[Date Prev][Date Next][Thread Prev][Thread Next][Date Index][Thread Index]

[cobalt-users] sendmail bogs down



We had a(nother) sendmail crash this weekend on our Qube3. I'm trying to figure out what's causing these so I can prevent another.

Sendmail apparently went down between 11:45 and midnight on Friday night. I noticed there was a problem when I looked at my work email on Sunday (rare) and noticed a number of cron jobs had emailed errors: fcheck was choking on the md5sum of something (which happens regularly, always a different file), a weekly mysqldump backup of several sites on another server had failed, and my script which counts DNSBL rejections reported none(!) for the previous day... not likely.

Also, the load average on the server was up around 6, which is very unusual.

Telnet to port 25 would establish a connection, but there was no sendmail banner.

ps showed two sendmail processes, but kill [pid] wouldn't shut them down!
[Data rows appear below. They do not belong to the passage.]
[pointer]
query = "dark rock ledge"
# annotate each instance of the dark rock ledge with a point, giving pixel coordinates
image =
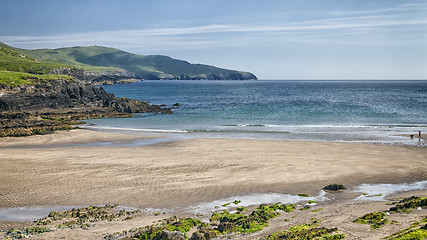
(47, 107)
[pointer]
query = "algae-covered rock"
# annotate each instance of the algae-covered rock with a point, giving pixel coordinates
(227, 227)
(170, 235)
(334, 187)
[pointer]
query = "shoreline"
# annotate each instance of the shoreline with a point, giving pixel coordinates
(189, 171)
(189, 177)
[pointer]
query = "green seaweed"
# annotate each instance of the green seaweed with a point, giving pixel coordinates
(256, 221)
(409, 203)
(417, 230)
(375, 219)
(306, 232)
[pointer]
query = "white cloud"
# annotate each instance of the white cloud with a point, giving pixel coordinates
(222, 35)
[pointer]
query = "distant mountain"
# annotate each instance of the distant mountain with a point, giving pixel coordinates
(103, 59)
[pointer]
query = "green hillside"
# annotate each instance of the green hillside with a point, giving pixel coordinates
(97, 58)
(11, 60)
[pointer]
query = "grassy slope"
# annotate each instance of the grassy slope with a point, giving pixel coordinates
(14, 79)
(96, 58)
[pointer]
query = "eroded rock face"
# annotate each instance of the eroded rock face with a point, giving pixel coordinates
(48, 107)
(62, 95)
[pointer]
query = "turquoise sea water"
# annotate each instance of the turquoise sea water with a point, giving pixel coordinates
(358, 111)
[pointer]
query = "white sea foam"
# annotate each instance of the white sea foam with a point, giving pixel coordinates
(378, 192)
(136, 129)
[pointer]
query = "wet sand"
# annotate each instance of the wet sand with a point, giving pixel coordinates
(188, 172)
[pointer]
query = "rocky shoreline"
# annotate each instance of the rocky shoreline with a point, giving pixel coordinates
(47, 107)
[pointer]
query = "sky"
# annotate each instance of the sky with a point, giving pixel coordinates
(274, 39)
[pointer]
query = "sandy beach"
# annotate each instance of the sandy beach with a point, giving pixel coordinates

When I tried /etc/rc.d/init.d/sendmail stop, it would report

stopping mail service: sendmail ERROR!ok

and then trying sendmail start would just say

starting mail service:

In hindsight, I should probably have checked "mailq" at this point to see if there was a problem there. Instead, I rebooted the box, which cleared up all problems. It is now running normally. I scoured the logs (maillog and messages) this morning and didn't find anything interesting - just a dramatic reduction (to zero) of outside connections around midnight, and a depressing amount of incoming spam before that.

I'd like to figure out what is causing this so I can avoid it in the future, or at least recover from it more gracefully than by rebooting the server. I searched the archives for "sendmail shutdown" and "sendmail not responding" but so far I haven't found anything which matches my situation. I have found some posts implying that sendmail will shut down at a certain load average; is it possible that a combination of a hung fcheck process and a big blob of spam (using both sendmail and spamd) could have produced a load average high enough (>15) to shut it down? Also, those messages suggested that Active Monitor would attempt to restart sendmail, and that apparently wasn't happening.

Any ideas?

Thanks,

pjm